Sifakis Emmanouil G, Lambrou George I, Prentza Andriana, Vlahopoulos Spiros, Koutsouris Dimitris, Tzortzatou-Stathopoulou Fotini, Chatziioannou Aristotelis A
School of Electrical and Computer Engineering, National Technical University of Athens, Athens, Greece.
First Department of Pediatrics, University of Athens, Choremeio Research Laboratory, Athens, Greece.
J Clin Bioinforma. 2011 Dec 20;1:36. doi: 10.1186/2043-9113-1-36.
It has been shown previously that glucocorticoids exert a dual mechanism of action, entailing cytotoxic, mitogenic as well as cell proliferative and anti-apoptotic responses, in a dose-dependent manner on CCRF-CEM cells at 72 h. Early gene expression response implies a dose-dependent dual mechanism of action of prednisolone too, something reflected on cell state upon 72 h of treatment.
In this work, a generic, computational microarray data analysis framework is proposed, in order to examine the hypothesis, whether CCRF-CEM cells exhibit an intrinsic or acquired mechanism of resistance and investigate the molecular imprint of this, upon prednisolone treatment. The experimental design enables the examination of both the dose (0 nM, 10 nM, 22 uM, 700 uM) effect of glucocorticoid exposure and the dynamics (early and late, namely 4 h, 72 h) of the molecular response of the cells at the transcriptomic layer.
In this work, we demonstrated that CCRF-CEM cells may attain a mixed mechanism of response to glucocorticoids, however, with a clear preference towards an intrinsic mechanism of resistance. Specifically, at 4 h, prednisolone appeared to down-regulate apoptotic genes. Also, low and high prednisolone concentrations up-regulates genes related to metabolism and signal-transduction in both time points, thus favoring cell proliferative actions. In addition, regulation of NF-κB-related genes implies an inherent mechanism of resistance through the established link of NF-κB inflammatory role and GC-induced resistance. The analysis framework applied here highlights prednisolone-activated regulatory mechanisms through identification of early responding sets of genes. On the other hand, study of the prolonged exposure to glucocorticoids (72 h exposure) highlights the effect of homeostatic feedback mechanisms of the treated cells.
Overall, it appears that CCRF-CEM cells in this study exhibit a diversified, combined pattern of intrinsic and acquired resistance to prednisolone, with a tendency towards inherent resistant characteristics, through activation of different molecular courses of action.

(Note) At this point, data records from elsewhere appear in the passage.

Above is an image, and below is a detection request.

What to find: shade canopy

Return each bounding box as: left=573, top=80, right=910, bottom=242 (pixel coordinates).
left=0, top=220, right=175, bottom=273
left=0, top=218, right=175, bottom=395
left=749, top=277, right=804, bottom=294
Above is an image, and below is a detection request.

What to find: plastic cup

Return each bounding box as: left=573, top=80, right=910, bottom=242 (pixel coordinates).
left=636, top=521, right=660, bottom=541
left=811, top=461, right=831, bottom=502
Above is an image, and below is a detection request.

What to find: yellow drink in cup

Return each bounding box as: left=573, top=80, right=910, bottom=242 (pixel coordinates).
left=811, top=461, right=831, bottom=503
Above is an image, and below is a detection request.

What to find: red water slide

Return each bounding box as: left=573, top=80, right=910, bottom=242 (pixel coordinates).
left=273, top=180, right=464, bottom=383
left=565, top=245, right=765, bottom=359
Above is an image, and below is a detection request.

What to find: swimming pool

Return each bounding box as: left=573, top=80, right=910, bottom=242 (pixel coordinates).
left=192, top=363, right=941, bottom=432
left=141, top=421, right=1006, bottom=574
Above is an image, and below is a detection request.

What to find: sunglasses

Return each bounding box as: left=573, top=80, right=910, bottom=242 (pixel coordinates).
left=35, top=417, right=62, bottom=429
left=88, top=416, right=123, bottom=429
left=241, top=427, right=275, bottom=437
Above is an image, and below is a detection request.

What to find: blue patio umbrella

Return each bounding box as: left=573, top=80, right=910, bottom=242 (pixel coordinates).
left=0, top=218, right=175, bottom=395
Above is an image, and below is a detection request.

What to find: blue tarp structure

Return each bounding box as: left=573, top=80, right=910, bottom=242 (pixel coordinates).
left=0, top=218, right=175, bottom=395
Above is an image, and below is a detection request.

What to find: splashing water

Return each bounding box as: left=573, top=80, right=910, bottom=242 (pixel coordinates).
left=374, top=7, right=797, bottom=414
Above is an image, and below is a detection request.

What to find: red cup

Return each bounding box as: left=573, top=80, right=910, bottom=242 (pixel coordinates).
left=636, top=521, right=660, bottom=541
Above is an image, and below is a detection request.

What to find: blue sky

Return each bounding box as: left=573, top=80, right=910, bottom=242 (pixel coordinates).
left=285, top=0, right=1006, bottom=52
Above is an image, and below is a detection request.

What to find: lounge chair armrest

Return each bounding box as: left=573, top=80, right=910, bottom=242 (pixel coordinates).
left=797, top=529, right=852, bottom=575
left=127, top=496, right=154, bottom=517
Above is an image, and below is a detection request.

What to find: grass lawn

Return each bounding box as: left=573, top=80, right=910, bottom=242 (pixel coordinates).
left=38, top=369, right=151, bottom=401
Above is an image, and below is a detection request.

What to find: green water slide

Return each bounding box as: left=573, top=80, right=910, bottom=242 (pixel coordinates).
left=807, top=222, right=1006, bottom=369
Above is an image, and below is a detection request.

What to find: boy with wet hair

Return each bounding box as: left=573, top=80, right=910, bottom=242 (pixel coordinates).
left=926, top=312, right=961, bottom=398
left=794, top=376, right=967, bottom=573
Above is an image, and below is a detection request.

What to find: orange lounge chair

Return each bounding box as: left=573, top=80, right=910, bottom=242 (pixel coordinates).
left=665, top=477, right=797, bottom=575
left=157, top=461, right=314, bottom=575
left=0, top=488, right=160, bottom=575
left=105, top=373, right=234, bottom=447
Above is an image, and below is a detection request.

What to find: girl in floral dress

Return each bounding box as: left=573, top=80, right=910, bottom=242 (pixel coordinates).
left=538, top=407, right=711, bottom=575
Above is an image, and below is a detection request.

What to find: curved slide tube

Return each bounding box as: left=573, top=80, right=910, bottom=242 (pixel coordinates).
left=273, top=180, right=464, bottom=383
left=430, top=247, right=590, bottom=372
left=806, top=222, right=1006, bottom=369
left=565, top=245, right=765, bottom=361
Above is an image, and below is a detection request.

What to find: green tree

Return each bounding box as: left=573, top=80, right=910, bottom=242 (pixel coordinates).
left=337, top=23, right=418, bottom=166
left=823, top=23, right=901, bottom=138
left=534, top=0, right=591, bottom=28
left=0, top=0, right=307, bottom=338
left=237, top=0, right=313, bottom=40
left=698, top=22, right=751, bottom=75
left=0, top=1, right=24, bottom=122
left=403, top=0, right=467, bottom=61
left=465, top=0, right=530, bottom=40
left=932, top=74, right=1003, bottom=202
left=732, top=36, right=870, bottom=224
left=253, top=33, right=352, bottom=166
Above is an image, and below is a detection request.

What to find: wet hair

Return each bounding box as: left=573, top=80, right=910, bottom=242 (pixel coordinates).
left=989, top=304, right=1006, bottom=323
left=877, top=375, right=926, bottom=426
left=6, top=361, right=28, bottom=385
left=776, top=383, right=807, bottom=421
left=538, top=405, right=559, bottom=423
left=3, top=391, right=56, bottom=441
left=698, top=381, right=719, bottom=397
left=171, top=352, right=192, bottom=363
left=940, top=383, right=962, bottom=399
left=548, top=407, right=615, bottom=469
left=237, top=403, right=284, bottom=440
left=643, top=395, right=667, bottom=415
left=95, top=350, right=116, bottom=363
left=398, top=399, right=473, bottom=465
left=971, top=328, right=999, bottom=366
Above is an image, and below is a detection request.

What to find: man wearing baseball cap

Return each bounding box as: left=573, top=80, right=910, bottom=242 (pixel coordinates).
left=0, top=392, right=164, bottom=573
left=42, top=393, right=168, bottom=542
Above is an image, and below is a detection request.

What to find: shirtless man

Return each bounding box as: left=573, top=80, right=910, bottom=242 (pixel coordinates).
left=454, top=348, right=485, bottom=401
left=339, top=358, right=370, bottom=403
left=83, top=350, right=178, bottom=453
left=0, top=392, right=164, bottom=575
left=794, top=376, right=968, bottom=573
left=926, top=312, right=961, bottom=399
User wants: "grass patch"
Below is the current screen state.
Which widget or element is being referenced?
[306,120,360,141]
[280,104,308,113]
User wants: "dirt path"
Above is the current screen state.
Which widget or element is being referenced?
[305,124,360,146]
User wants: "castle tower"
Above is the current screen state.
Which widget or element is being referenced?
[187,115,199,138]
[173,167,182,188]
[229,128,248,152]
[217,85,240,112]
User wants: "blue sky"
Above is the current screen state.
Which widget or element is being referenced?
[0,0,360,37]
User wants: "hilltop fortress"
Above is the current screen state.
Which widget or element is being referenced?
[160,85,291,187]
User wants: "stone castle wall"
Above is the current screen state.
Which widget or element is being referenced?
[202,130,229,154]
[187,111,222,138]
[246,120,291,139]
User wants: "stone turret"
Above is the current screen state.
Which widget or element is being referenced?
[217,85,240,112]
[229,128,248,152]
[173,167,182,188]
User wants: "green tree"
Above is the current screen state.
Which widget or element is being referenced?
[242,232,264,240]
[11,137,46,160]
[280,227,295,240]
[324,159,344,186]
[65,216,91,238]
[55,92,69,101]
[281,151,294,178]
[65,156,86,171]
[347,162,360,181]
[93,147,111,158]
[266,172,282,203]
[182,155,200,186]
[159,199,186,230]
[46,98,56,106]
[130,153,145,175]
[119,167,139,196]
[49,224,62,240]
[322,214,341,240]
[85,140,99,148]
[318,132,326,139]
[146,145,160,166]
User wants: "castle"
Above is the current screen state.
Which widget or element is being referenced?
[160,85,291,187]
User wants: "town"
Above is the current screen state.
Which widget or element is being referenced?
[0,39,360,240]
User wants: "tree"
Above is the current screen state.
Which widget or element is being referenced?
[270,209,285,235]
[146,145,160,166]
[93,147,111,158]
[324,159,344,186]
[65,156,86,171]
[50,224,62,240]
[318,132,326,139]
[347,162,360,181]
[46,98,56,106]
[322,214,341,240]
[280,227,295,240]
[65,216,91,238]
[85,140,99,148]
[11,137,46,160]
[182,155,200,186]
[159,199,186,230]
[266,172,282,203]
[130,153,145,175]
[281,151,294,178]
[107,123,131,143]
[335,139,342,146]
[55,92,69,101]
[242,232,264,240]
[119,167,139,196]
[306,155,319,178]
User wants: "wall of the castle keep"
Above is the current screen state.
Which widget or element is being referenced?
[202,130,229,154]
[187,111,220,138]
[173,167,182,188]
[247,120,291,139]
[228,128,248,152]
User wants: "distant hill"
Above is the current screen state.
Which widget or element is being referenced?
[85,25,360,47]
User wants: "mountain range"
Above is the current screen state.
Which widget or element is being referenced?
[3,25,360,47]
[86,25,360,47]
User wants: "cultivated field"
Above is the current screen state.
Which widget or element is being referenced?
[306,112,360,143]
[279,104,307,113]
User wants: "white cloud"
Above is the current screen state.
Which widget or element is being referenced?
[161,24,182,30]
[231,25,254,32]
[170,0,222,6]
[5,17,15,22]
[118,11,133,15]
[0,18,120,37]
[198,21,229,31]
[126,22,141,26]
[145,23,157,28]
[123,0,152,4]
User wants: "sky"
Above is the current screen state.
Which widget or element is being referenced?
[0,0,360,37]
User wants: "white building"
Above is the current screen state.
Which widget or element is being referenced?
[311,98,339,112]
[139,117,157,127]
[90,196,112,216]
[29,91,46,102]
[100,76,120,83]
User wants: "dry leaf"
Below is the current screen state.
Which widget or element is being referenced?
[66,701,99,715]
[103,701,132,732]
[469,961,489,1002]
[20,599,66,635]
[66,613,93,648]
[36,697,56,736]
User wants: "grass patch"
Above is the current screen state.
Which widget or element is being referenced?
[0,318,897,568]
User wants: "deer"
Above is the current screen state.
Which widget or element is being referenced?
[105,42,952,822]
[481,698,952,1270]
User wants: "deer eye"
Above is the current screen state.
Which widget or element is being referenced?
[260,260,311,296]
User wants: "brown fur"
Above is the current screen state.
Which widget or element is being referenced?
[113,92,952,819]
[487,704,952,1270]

先前研究表明,糖皮质激素在72小时时对CCRF - CEM细胞具有双重作用机制,呈剂量依赖性,包括细胞毒性、促有丝分裂以及细胞增殖和抗凋亡反应。早期基因表达反应也表明泼尼松龙具有剂量依赖性双重作用机制,这在治疗72小时后的细胞状态中有所体现。
在本研究中,我们提出了一个通用的计算微阵列数据分析框架,以检验CCRF - CEM细胞是否表现出内在或获得性耐药机制的假设,并研究泼尼松龙治疗后其分子印记。该实验设计能够在转录组层面同时考察糖皮质激素暴露的剂量(0 nM、10 nM、22 μM、700 μM)效应以及细胞分子反应的动力学(早期和晚期,即4小时、72小时)。
在本研究中,我们证明CCRF - CEM细胞对糖皮质激素的反应可能具有混合机制,然而,明显倾向于内在耐药机制。具体而言,在4小时时,泼尼松龙似乎下调凋亡基因。此外,低浓度和高浓度泼尼松龙在两个时间点均上调与代谢和信号转导相关的基因,从而促进细胞增殖作用。另外,NF - κB相关基因的调控暗示了一种内在耐药机制,这是通过已确立的NF - κB炎症作用与糖皮质激素诱导的耐药之间的联系实现的。此处应用的分析框架通过识别早期反应基因集突出了泼尼松龙激活的调控机制。另一方面,对糖皮质激素长时间暴露(72小时暴露)的研究突出了处理后细胞稳态反馈机制的作用。
总体而言,本研究中的CCRF - CEM细胞似乎对泼尼松龙表现出多样化的内在和获得性耐药组合模式,通过激活不同的分子作用过程,具有内在耐药特征的倾向。